For several months I was breaking my butt, making sales calls, setting up meetings, finding a few opportunities, including a couple of real good opportunities. I was frustrated with our lack of detail in delivery and our delivery’s slow responses and missed meetings, but figured that was part of the learning curve of this org and I would be able to adapt as time went on. But in October our owner vented at me about our lack of sales, never mind that I’d warned him before even accepting the job that their solutions would take time to build, and that was before I realized some of the other challenges we faced. I was irritated that he blamed me, versus recognizing there had been challenges but we were making progress (and we were).

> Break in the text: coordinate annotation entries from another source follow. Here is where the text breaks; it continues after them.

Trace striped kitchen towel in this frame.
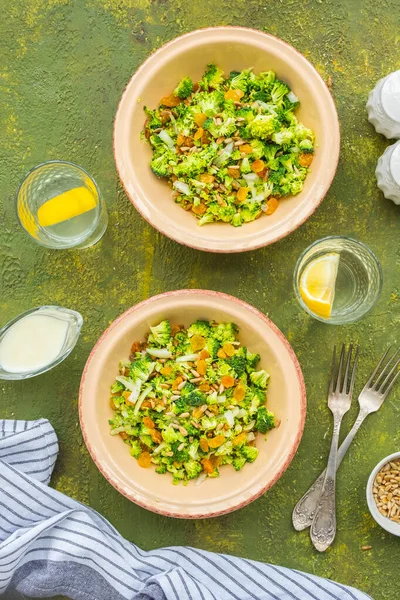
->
[0,419,371,600]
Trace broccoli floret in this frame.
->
[199,63,224,90]
[241,446,258,462]
[183,460,203,479]
[129,357,156,381]
[230,69,252,93]
[232,456,246,471]
[211,323,238,343]
[250,369,269,390]
[228,354,247,377]
[174,77,193,100]
[256,406,275,433]
[150,150,176,177]
[204,337,221,358]
[171,441,189,463]
[246,115,280,139]
[149,320,171,347]
[187,320,211,338]
[130,440,142,458]
[156,463,167,475]
[246,350,260,371]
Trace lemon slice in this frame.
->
[299,252,340,319]
[37,186,96,227]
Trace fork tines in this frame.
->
[329,344,358,394]
[365,346,400,396]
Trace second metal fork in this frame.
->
[292,347,400,531]
[310,344,358,552]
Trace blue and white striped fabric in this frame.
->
[0,419,371,600]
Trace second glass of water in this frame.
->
[294,236,382,325]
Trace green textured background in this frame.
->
[0,0,400,600]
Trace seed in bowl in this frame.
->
[109,321,276,484]
[372,459,400,523]
[143,64,314,227]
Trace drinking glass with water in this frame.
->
[294,236,382,325]
[17,160,108,249]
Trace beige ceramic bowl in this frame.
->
[114,27,340,252]
[79,290,306,519]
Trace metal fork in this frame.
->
[310,344,358,552]
[292,347,400,531]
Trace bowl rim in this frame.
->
[366,452,400,536]
[78,289,307,519]
[112,25,341,254]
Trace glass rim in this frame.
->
[293,235,383,325]
[0,304,83,381]
[14,158,103,250]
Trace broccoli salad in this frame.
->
[109,321,277,484]
[143,64,314,227]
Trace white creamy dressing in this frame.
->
[0,313,68,373]
[381,71,400,123]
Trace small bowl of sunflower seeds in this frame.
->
[367,452,400,536]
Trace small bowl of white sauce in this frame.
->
[0,306,83,379]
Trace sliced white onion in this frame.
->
[173,180,190,196]
[175,354,199,362]
[224,410,235,427]
[146,348,172,358]
[158,129,175,150]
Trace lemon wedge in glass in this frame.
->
[299,252,340,319]
[37,186,96,227]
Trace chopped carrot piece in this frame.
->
[208,435,225,448]
[150,429,162,444]
[200,438,209,452]
[224,90,244,102]
[201,458,214,475]
[233,383,246,402]
[193,406,203,419]
[192,202,207,215]
[233,431,247,446]
[160,367,172,377]
[160,94,181,108]
[221,375,235,388]
[193,127,204,141]
[239,144,253,154]
[228,167,241,179]
[194,113,207,127]
[172,377,183,390]
[265,198,279,215]
[138,452,151,469]
[251,160,265,173]
[299,154,314,167]
[143,417,156,429]
[236,187,250,202]
[196,360,207,375]
[199,173,215,183]
[199,381,210,392]
[222,342,235,356]
[190,334,206,352]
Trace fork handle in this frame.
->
[310,413,343,552]
[292,409,368,531]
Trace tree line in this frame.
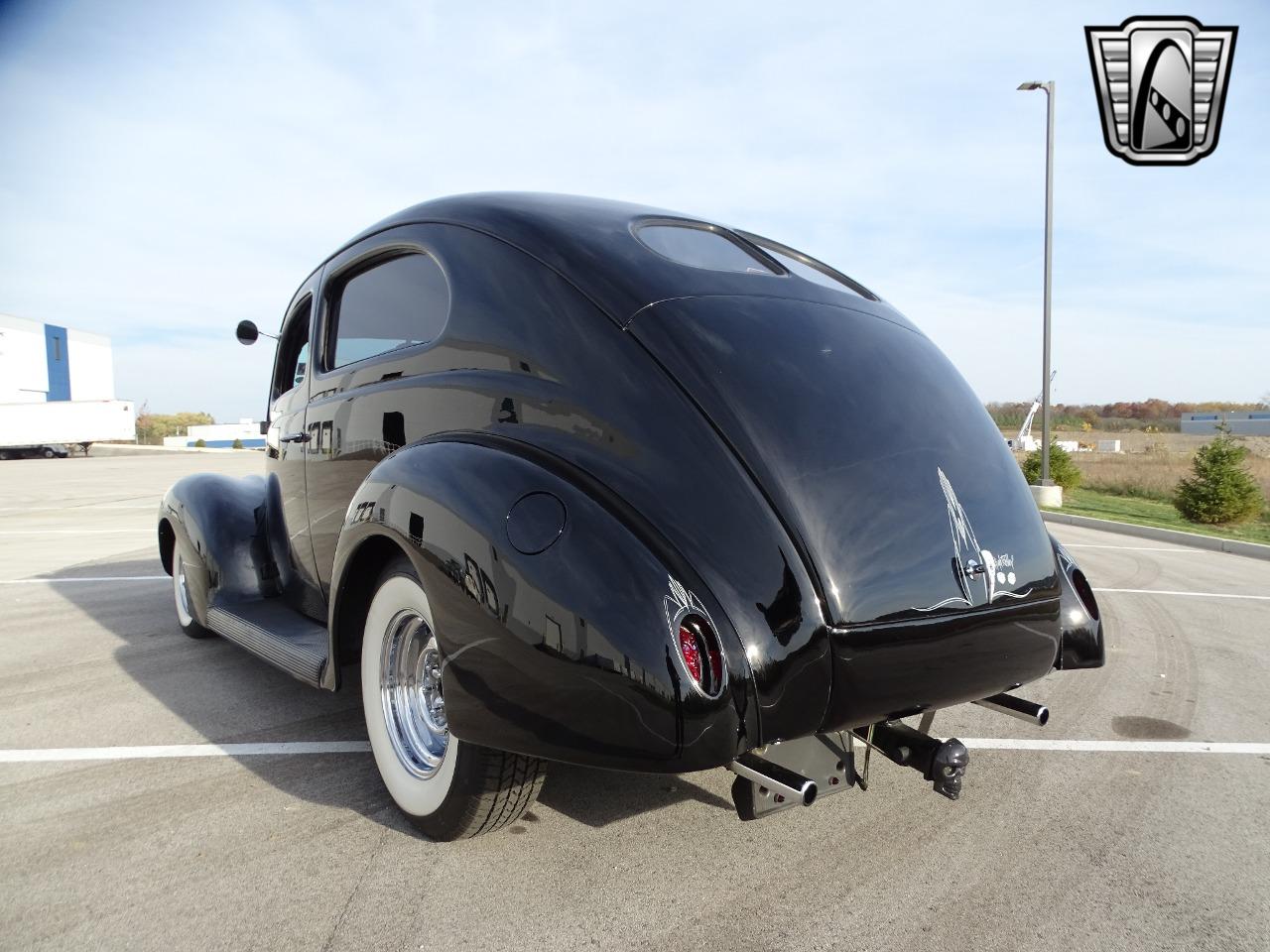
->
[987,395,1270,431]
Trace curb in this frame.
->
[1040,509,1270,559]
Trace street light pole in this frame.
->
[1019,80,1054,486]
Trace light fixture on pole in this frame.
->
[1019,80,1054,486]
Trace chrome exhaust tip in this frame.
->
[974,694,1049,727]
[727,753,817,806]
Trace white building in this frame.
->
[163,416,264,449]
[0,313,114,404]
[1181,410,1270,436]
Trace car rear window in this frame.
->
[742,232,877,300]
[635,222,776,274]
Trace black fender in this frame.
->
[159,473,289,626]
[330,434,758,772]
[1049,534,1106,671]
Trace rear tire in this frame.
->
[362,558,546,840]
[172,545,214,639]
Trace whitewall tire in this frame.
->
[362,558,545,840]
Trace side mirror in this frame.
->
[235,321,260,345]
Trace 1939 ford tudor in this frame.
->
[159,194,1103,839]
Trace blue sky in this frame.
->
[0,3,1270,418]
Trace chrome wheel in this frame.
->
[172,552,194,627]
[380,609,449,779]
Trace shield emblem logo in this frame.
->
[1084,17,1238,165]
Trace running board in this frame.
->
[207,598,329,688]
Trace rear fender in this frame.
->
[159,473,281,625]
[1049,535,1106,671]
[330,435,757,772]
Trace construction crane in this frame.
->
[1006,371,1058,453]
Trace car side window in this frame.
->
[326,253,449,371]
[269,298,313,403]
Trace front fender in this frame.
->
[159,473,280,626]
[331,441,757,772]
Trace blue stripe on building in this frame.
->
[45,323,71,400]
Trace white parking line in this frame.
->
[0,528,155,536]
[0,575,169,585]
[1093,589,1270,602]
[1063,542,1209,552]
[0,740,371,765]
[0,738,1270,765]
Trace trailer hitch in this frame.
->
[852,721,970,799]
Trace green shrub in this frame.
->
[1174,429,1265,525]
[1022,443,1080,490]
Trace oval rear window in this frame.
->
[635,222,776,274]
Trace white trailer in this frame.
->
[0,400,137,459]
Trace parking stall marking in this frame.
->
[0,575,171,585]
[0,738,1270,765]
[1063,542,1199,554]
[1093,589,1270,602]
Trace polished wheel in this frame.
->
[172,545,212,639]
[380,609,449,779]
[172,552,194,629]
[362,557,546,839]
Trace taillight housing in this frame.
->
[675,613,727,697]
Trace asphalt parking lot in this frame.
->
[0,453,1270,951]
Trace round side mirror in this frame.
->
[236,321,260,345]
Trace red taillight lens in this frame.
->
[680,625,701,685]
[677,615,724,697]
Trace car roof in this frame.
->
[331,191,890,323]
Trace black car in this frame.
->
[159,194,1103,839]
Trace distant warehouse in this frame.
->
[1183,410,1270,436]
[163,417,264,449]
[0,313,114,404]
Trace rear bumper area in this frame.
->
[821,598,1061,731]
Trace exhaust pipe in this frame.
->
[974,694,1049,727]
[727,753,817,806]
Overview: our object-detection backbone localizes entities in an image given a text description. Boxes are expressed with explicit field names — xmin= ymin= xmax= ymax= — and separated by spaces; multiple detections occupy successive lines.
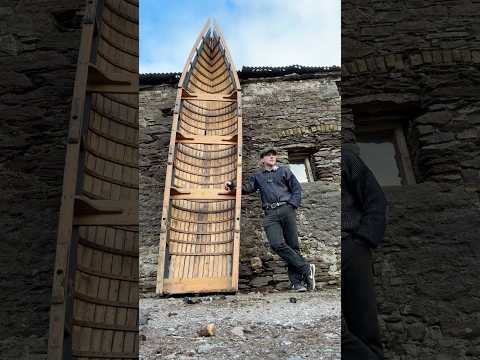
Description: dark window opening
xmin=356 ymin=121 xmax=415 ymax=186
xmin=288 ymin=152 xmax=315 ymax=183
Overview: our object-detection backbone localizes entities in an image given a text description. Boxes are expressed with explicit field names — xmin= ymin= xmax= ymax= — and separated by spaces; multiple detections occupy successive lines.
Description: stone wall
xmin=0 ymin=0 xmax=84 ymax=359
xmin=374 ymin=182 xmax=480 ymax=360
xmin=341 ymin=1 xmax=480 ymax=191
xmin=341 ymin=0 xmax=480 ymax=360
xmin=140 ymin=72 xmax=340 ymax=291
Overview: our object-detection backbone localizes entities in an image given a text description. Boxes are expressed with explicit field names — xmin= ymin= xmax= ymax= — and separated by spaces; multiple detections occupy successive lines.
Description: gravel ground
xmin=139 ymin=289 xmax=340 ymax=360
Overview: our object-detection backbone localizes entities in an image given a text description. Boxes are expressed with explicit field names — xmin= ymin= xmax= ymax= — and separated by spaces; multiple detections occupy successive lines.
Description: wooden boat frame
xmin=48 ymin=0 xmax=139 ymax=360
xmin=156 ymin=20 xmax=242 ymax=295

Since that time, my sales activities have dropped by 25%, not out of spite but because I am no longer killing myself (working from home at 6 AM, racing to the office, staying after the office closes, working through lunch). I am funny – I work as hard (if not harder) than anyone when I am appreciated, something that others have always recognized in me. But that is not unconditional, and I know from experience that I only respond well to criticism if I truly truly respect the person giving me constructive feedback, which is rare and is definitely not this company.
I think that is true of most people. I like to hire hard workers then encourage them to reinforce good behaviors versus criticizing. I’ve hired two people who turned out to not meet expectations, and both were strong referrals taht went against my gut, a mistake I’ll never make again.